Antes, enfrentei a foto mais uma vez – a última, prometi a mim mesmo. Era uma imagem quase singela: eu a abraçava de lado e ela, um pouco sem jeito, curvava o corpo em direção à câmera; eu sorria timidamente, ela parecia feliz; minha camisa era preta e a dela era colorida, apertada no busto; meu cabelo muito curto e o dela também; fazia sol e o céu brilhava em azul-bebê.
O que aconteceu depois? Minhas fotografias não explicam. Elas flagram apenas os nossos instantâneos de alegria, contam uma história incompleta, me maltratam. Notei, talvez tarde demais, que registrei uma versão idealizada do nosso namoro – e ela, essa distorção agradável da realidade, enfeitou minha estante, preencheu a minha sala. Um tipo bonito de ficção.

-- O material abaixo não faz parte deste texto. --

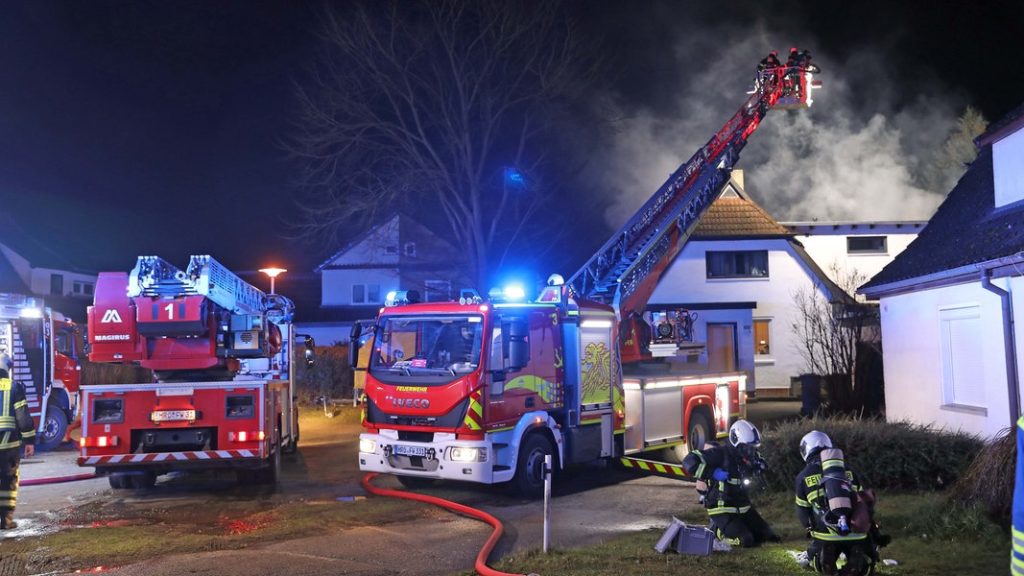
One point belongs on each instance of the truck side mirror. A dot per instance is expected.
(309, 354)
(516, 345)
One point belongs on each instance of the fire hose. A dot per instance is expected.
(481, 558)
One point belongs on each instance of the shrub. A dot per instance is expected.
(331, 376)
(887, 455)
(988, 484)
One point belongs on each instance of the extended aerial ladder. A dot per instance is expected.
(626, 270)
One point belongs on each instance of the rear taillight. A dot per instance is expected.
(722, 406)
(97, 441)
(246, 436)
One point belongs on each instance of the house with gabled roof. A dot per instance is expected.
(950, 303)
(739, 273)
(399, 253)
(32, 268)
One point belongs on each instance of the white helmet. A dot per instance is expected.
(742, 432)
(812, 441)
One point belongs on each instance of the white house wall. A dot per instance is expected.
(911, 342)
(832, 249)
(336, 285)
(685, 281)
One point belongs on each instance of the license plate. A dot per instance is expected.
(410, 450)
(172, 415)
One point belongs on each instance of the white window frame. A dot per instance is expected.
(961, 352)
(366, 294)
(883, 250)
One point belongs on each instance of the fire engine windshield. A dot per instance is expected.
(427, 348)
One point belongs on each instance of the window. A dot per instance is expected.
(438, 290)
(82, 288)
(961, 339)
(762, 337)
(56, 284)
(748, 263)
(366, 293)
(866, 245)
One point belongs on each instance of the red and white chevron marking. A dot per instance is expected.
(167, 457)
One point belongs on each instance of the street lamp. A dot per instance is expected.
(272, 273)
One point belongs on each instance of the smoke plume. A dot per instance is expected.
(858, 154)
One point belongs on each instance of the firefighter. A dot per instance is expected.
(724, 474)
(15, 426)
(835, 530)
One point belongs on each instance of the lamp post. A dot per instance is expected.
(272, 273)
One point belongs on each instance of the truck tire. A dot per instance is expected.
(697, 432)
(293, 446)
(54, 428)
(528, 480)
(268, 474)
(416, 483)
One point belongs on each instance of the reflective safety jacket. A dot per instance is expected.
(15, 422)
(1017, 553)
(728, 496)
(812, 502)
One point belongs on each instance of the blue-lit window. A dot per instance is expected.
(737, 263)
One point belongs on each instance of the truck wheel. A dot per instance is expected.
(293, 446)
(528, 479)
(415, 482)
(54, 427)
(698, 432)
(268, 475)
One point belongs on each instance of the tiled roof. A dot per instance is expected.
(737, 216)
(966, 230)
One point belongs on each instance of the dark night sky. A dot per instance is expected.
(153, 127)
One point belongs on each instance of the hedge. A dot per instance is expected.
(887, 455)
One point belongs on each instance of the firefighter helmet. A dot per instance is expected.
(812, 441)
(742, 432)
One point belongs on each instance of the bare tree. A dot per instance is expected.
(832, 331)
(425, 107)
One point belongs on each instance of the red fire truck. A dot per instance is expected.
(482, 391)
(45, 347)
(221, 352)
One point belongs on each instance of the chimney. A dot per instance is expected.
(737, 176)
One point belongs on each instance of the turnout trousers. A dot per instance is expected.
(10, 458)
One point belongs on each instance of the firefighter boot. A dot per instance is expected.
(7, 519)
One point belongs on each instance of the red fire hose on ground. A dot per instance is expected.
(481, 558)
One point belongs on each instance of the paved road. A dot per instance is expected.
(589, 507)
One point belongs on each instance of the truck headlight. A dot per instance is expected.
(463, 454)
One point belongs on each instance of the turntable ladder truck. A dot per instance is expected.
(481, 391)
(222, 356)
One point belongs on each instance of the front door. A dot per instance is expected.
(721, 346)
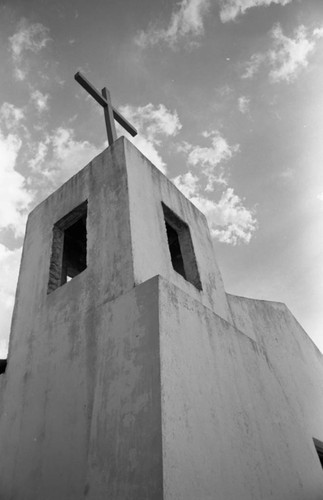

Amigos dizem que não devo me arrepender de nada. Que não devo sentir culpa. Que não devo pensar no que poderia ter acontecido. Que não devo recordar os planos que foram abandonados. Que preciso esquecer isso e esquecer aquilo. Mas o tempo passa (são dois meses desde a separação) e não consigo: eu ainda me arrependo de tudo, sinto culpa, não esqueço.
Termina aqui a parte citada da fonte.